BERLIN (Reuters) - Euro zone sentiment unexpectedly weakened in July after two months of gains as Portugal's government crisis posed a threat to its bailout program and investors struggled to identify growth drivers going forward, a survey showed on Monday.
Sentix research group said its index tracking investor sentiment in the 17-nation currency bloc slid to -12.6 in July from -11.6 in June, falling short of a consensus forecast in a Reuters poll of economists for a rise to -10.
"Although it appears, as last month, that we've overcome the weak period at the start of the year, the majority of investors cannot imagine more momentum in the economy at present," Sentix said in a statement.
"The overall index was most hit by Portugal's government crisis. We saw something similar in March, albeit more pronounced, when investors were unnerved by the uncertainties surrounding Italy's struggle to form a government."
Portugal's prime minister promoted the head of the junior coalition party to be his deputy on Saturday, hoping to end the political rift that threatened to bring down his government.
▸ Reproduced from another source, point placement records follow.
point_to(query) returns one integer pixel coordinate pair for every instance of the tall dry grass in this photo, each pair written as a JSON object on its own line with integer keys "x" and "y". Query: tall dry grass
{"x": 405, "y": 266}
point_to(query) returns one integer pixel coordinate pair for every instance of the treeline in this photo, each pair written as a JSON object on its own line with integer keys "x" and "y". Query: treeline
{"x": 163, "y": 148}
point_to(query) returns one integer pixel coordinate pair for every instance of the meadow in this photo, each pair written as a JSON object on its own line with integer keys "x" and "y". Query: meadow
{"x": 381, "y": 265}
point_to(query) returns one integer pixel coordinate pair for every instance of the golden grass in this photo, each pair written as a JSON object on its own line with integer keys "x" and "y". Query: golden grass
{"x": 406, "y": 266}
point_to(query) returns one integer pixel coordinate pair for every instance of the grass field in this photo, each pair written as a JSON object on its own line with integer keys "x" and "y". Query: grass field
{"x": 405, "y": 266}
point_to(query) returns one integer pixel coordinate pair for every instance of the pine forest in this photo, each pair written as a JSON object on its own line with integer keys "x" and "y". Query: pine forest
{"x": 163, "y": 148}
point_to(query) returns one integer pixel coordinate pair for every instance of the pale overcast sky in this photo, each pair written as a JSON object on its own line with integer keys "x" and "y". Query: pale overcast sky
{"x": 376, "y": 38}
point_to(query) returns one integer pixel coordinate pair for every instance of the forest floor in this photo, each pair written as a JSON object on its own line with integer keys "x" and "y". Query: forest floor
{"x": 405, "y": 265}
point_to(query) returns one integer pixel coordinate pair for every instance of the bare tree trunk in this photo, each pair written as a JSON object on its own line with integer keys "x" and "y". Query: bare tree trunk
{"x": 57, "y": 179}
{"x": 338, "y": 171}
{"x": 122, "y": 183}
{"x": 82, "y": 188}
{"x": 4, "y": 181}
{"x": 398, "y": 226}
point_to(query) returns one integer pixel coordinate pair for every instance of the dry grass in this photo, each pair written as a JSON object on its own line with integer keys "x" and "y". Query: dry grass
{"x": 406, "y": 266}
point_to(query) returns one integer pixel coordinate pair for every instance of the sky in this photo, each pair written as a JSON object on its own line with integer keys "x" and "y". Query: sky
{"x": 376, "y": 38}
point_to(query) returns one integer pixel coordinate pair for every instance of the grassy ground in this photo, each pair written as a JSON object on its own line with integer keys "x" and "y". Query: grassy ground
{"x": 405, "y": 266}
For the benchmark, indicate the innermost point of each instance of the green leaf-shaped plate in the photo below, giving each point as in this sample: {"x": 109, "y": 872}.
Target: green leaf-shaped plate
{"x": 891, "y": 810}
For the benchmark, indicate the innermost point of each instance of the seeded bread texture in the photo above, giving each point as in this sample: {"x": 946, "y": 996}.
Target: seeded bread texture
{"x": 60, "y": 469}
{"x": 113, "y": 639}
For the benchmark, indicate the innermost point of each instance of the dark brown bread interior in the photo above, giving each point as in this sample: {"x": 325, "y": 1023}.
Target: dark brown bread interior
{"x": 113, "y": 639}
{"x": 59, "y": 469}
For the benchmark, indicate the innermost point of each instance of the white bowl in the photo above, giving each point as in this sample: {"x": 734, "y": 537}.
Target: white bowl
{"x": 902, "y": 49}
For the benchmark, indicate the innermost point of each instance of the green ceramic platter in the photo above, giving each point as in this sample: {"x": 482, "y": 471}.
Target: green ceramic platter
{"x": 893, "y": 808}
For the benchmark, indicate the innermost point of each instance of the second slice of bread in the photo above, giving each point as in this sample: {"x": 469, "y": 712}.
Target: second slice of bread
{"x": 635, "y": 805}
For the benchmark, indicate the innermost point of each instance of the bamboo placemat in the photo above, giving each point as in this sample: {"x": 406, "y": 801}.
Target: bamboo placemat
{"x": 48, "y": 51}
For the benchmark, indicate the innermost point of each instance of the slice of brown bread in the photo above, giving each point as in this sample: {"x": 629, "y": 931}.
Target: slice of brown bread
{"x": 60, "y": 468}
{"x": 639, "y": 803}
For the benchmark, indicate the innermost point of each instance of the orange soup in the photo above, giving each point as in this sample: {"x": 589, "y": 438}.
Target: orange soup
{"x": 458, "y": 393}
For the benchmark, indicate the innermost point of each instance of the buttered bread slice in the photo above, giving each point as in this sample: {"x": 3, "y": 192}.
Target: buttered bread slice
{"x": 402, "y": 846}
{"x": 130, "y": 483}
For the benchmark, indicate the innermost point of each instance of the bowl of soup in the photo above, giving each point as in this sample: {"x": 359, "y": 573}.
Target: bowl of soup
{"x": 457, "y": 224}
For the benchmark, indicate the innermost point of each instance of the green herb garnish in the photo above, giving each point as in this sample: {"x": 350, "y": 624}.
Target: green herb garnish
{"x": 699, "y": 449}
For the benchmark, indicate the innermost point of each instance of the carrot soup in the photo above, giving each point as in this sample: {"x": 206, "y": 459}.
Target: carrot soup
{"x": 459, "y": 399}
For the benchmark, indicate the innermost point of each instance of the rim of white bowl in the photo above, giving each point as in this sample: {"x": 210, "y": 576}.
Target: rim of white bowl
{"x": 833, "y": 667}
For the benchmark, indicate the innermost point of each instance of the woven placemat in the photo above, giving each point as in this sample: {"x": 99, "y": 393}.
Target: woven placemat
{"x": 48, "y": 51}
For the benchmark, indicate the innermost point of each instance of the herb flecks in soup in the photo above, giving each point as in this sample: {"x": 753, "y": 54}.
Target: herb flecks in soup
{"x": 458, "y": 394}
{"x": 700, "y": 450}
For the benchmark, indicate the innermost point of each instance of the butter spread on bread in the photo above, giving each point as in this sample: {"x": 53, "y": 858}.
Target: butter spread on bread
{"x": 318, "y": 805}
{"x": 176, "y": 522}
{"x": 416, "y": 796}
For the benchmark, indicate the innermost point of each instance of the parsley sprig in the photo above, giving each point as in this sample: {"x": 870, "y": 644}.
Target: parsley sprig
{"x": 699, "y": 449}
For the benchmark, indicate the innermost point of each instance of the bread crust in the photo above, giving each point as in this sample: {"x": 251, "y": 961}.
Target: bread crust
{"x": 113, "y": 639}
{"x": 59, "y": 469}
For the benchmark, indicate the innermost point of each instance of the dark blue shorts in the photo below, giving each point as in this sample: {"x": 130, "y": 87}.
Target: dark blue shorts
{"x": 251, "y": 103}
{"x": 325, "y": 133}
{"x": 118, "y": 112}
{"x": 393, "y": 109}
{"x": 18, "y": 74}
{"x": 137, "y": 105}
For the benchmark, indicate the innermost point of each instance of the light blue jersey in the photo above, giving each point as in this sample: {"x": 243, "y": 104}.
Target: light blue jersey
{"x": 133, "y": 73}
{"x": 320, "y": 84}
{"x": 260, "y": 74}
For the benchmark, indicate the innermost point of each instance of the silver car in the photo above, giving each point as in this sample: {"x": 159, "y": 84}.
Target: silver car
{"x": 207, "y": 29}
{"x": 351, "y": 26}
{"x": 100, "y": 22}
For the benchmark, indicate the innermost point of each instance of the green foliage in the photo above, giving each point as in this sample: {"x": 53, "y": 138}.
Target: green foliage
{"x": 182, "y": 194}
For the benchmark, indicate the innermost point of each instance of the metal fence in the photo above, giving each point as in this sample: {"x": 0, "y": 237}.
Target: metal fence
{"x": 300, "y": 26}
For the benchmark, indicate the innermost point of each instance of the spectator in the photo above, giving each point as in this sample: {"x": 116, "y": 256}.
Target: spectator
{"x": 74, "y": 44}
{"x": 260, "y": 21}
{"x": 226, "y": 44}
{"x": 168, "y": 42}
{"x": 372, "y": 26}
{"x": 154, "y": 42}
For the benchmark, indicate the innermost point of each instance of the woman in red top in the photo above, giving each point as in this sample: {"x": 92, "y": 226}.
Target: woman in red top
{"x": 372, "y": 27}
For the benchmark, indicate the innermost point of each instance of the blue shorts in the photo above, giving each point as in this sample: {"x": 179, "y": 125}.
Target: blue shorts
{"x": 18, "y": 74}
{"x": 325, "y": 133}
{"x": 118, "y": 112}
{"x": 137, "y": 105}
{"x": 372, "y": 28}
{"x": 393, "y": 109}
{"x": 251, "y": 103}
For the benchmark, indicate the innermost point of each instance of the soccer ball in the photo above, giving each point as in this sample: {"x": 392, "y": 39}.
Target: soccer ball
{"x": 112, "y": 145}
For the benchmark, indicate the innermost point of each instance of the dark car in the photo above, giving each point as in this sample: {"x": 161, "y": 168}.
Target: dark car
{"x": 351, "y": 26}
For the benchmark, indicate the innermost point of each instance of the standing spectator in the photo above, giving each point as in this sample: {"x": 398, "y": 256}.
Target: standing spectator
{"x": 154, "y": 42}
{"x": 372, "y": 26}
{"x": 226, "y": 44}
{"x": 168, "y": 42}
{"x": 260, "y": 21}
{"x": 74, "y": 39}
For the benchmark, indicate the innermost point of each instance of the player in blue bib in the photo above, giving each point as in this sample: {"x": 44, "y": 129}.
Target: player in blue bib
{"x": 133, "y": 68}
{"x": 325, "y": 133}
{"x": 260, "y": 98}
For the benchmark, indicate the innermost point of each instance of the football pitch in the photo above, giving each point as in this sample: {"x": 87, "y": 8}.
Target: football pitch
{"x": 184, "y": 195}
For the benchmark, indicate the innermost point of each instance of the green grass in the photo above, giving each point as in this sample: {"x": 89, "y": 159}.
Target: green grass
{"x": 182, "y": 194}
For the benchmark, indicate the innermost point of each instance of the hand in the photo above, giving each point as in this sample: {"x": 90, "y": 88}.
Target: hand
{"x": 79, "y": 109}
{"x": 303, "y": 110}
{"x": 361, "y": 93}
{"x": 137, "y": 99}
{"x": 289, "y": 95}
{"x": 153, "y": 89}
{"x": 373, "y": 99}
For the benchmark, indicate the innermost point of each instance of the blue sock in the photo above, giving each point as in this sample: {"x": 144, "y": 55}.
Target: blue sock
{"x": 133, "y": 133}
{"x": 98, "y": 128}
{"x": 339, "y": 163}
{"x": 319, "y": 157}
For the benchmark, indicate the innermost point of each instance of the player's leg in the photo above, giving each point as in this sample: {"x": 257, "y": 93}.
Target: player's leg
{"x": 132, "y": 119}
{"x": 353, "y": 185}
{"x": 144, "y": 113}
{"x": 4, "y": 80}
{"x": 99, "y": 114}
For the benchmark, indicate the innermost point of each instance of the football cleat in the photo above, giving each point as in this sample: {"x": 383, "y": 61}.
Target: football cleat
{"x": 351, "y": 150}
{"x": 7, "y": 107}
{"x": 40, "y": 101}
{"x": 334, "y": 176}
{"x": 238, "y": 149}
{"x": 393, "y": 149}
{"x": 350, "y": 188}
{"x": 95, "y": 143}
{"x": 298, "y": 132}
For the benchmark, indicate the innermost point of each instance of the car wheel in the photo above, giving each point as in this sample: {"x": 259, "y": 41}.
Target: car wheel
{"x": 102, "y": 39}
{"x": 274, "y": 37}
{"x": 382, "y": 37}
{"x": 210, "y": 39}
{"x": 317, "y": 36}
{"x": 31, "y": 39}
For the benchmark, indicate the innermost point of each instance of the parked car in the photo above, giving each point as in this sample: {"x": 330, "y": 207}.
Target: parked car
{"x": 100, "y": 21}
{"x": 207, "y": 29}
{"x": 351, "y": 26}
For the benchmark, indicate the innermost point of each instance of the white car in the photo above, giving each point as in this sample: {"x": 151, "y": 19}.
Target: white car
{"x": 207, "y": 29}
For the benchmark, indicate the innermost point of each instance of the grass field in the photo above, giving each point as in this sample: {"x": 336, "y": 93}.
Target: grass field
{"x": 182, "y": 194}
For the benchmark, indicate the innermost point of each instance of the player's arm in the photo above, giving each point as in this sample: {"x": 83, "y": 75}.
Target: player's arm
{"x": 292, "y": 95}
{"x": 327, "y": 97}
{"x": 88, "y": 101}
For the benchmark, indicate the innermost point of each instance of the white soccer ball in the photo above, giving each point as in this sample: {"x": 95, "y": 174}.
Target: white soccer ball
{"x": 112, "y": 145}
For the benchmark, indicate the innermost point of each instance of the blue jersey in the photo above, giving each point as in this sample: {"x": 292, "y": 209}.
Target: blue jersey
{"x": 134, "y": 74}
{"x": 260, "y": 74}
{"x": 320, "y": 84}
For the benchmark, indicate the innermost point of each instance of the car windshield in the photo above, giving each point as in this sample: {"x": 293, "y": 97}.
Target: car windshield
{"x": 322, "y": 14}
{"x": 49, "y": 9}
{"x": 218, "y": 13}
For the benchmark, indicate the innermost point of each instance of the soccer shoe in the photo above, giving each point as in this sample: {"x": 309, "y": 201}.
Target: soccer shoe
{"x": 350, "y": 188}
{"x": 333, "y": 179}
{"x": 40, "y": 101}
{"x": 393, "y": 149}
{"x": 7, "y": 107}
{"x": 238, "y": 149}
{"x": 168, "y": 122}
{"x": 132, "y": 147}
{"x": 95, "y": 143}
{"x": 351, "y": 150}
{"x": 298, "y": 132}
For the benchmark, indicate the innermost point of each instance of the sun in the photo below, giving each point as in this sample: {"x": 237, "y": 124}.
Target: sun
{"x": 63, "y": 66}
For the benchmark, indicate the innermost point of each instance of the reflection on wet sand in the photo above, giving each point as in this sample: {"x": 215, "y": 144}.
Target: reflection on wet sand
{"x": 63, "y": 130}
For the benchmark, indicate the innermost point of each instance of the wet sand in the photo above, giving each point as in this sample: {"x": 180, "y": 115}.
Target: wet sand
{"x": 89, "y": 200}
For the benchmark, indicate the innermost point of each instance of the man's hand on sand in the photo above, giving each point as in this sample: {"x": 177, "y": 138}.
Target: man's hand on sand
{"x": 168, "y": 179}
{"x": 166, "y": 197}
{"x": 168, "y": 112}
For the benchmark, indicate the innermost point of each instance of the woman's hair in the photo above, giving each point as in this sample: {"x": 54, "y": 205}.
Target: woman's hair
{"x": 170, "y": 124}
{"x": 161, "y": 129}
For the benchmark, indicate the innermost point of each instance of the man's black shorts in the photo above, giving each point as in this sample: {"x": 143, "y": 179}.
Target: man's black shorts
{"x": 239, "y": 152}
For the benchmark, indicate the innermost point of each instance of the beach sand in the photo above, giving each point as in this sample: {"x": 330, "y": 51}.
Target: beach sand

The crisis in the coalition broke out following the resignations of the finance and foreign ministers last week and has jeopardized progress of Lisbon's program under its 78-billion-euro bailout from the European Union and IMF.
A sub-index of euro zone expectations was unchanged at 7.3 in July from the previous month, reflecting investors' inability to identify fresh growth drivers in the economy.
The index on Germany by contrast rose to 18.4 from a previous 16.2.